Pan-STARRS solves the biggest problem facing every astronomer
Before you even look through your telescope, you need to know where to begin.
“If you can’t measure something, you can’t understand it. If you can’t understand it, you can’t control it. If you can’t control it, you can’t improve it.” –H. James Harrington
When you look out at any object in the Universe, the easiest thing to measure is how bright it is. But what you’re seeing might not accurately measure what the object is actually doing. Gas, dust and the atmosphere all contribute to blocking some of the light, preventing it from reaching your eyes. As atmospheric conditions change over time, what you see might change as well. Observations you make in the bluer part of the spectrum might be affected differently than observations in the redder part, as dust grains of different sizes have different sensitivities to a variety of wavelengths. If you’re looking at something hundreds, thousands or millions of light years away, you’ll need an entirely different calibration, all dependent on what’s between you and the object you’re trying to observe. It’s astronomy’s hardest problem: understanding how light is affected from when its emitted until it reaches your eye.

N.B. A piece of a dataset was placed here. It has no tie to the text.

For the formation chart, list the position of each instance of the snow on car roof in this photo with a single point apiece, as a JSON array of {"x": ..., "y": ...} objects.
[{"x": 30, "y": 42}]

The Pan-STARRS1 observatory, after three years of observing all of the sky it’s capable of seeing from its perch in Hawaii, has just made public the results from the largest digital sky survey in history. Pan-STARRS sports the world’s largest camera, taking a 1.4 gigapixel image every 45 seconds. In a single night, it collects almost a terabyte of astronomical data; over three years of observations, that adds up to almost two petabytes: two quadrillion bytes of data. Every region of the sky accessible to it — spanning 75% of the entire Universe — has been imaged at least 60 times total: 12 times apiece in each of five different wavelength bands. The data is publicly available today, but what it means for science is unprecedented.
Every time a professional astronomer makes an observation, they have to calibrate their data. They need to know what they’re looking at in some standardized way. According to Ken Chambers, the director of Pan-STARRS observatory, every ground-based observatory will use these images and catalogs for their day-to-day observations. The previous large survey used for calibrations — the Digitized Sky Survey 2 — was good to about 13 milli-magnitudes, or an absolute brightness of about 1.2%. Thanks to Pan-STARRS, that’s been lowered to only 3 or 4 milli-magnitudes, or an absolute brightness of around 0.3%. Unlike previous surveys that surveyed the sky once or twice, Pan-STARRS surveyed it over and over again, enabling this unprecedented catalog.

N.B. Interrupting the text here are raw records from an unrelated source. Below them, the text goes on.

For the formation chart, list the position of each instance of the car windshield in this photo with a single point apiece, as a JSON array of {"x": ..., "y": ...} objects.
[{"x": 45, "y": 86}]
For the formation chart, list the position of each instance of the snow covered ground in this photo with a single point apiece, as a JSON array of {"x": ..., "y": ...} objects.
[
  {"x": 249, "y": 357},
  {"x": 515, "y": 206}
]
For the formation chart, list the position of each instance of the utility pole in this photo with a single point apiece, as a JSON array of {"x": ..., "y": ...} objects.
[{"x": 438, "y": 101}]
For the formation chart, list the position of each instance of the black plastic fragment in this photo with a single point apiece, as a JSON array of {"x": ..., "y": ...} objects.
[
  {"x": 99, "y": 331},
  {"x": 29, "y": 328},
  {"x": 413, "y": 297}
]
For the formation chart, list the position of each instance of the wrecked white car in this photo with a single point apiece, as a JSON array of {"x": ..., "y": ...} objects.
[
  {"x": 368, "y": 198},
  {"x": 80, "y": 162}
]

The science that came out of it alone is staggering. Nobody has had as much astronomical data in all of history as what Pan-STARRS has produced. They’ve discovered about 3,000 new near-Earth objects; tens of thousands of asteroids in the main belt, approximately 300 Kuiper belt objects (about a third of all the Kuiper belt objects ever discovered), and imaged a total of more than three billion verified objects. For those of you wondering, there’s no evidence for or against Planet Nine in the data, but the Pan-STARRS data does support that our Solar System ejected a fifth gas giant in its distant past.
Because the vast majority of these objects are stars within our own galaxy, and they’ve imaged them at different wavelengths so many time, they’ve been able to create the first 3D map of dust spanning the entire Milky Way. They’ve cataloged and categorized more stars than ever before, more deep-sky objects than ever before, and have given us a better understanding of what’s present in our galactic plane than we’ve ever known previously.
Stars can be classified by their color and magnitude to a better accuracy than ever before thanks to Pan-STARRS. From that, we can learn what type of star they are, where they are in their evolutionary sequence and what’s a dwarf, giant or other exotic type of star. We’ve also learned their distances and how much dust (and of what type) is present in the space between us and each star observed. All of the calibrated data is now freely available, and it empowers every astronomer to have a better starting point for every observation they make than was ever possible before. The European Space Agency’s GAIA mission — in space — will only be about half as good as Pan-STARRS at this.
Although the greatest leap forward will be for measurements within our own galaxy, the most distant observations go all the way out to galaxies and quasars at a redshift of z ~ 7, at a time when the Universe was only 6% of its current age. From new transients like asteroids and comets to ultra-distant supernovae, the Pan-STARRS database will be the new gold standard for identifying previously unseen objects in the Universe. Every observation, moving forward, has a new gold standard of calibrations to rely on. Every observatory will do their observatory work better, making Pan-STARRS the unsung hero of all astronomical observations to come. And because the data is publicly available, there’s a treasure trove of new discoveries just waiting to be found. It won’t be superseded until the 2030s, when the LSST has been operational for a decade. It isn’t even scheduled to come online until 2022.
If you were to print out the Pan-STARRS map of the Universe that it sees at full resolution, it would stretch for more than two kilometers in length. But it’s more than just a pretty picture. The data is something that every astronomer in the world should be using — and the Pan-STARRS collaboration is one they should be thanking (and citing) — every time they look at the sky.